The idea is further bolstered by the fact that placentas often attach to the uterus in locations of prior damage, such as c-section scars. Placenta accretea, is an extreme example of this phenomenon, but helps to illustrate the point that placental attachment is not hindered by endometrial disruption.
Within 3 months of the expected embryo transfer, the patient comes into the office for a pipel procedure. The procedure consists of passing a thin, flexible tube through the cervix and into the uterus. A small plastic shaft within the tube is then pulled back, creating a suction force within the tube. This suction removes any emdometrial tissue it comes into contact with. By rotating the tube, a significant proportion of the uterine lining can be reached. The procedure ususally takes about 30 seconds to complete.
Ideal candidates for this procedure are patients who have failed IVF for unexplained reasons. Also patients who have had very thick linings or irregular endometrial lining could potentially benefit from a pipel procedure.
The pipel procedure is safe and quick.

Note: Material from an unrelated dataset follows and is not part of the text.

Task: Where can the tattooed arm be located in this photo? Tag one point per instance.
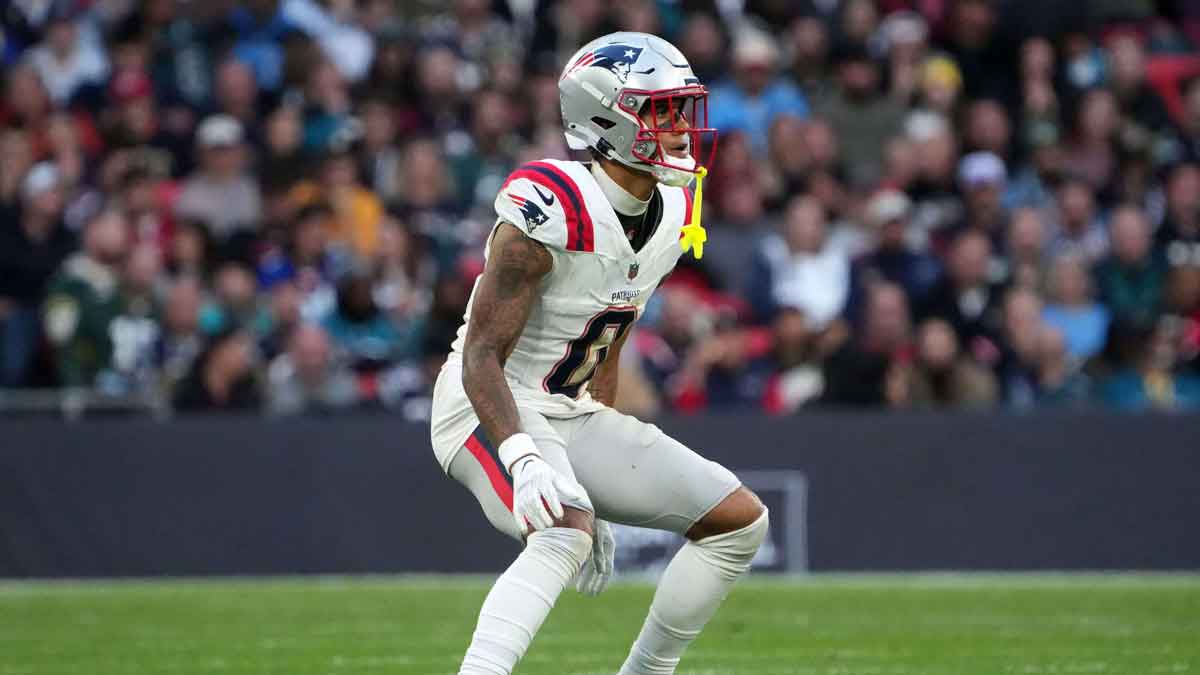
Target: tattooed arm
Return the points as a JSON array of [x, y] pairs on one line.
[[507, 292]]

It can be associated with significant cramping or pain which will generally subside shortly after the procedure. There is also a risk of damage or perfertation of the uterus, although this is a rare side effect.
Studies which have examined the pipel for fertility have found a range of results. Some experiments demonstrated no benefit at all, while others showed almost a doubling of pregnancy rates. We believe that there is promising support to consider this procedure because it is based on sound observational data. However, like any medical procedure, it should only be used in appropriate candidates.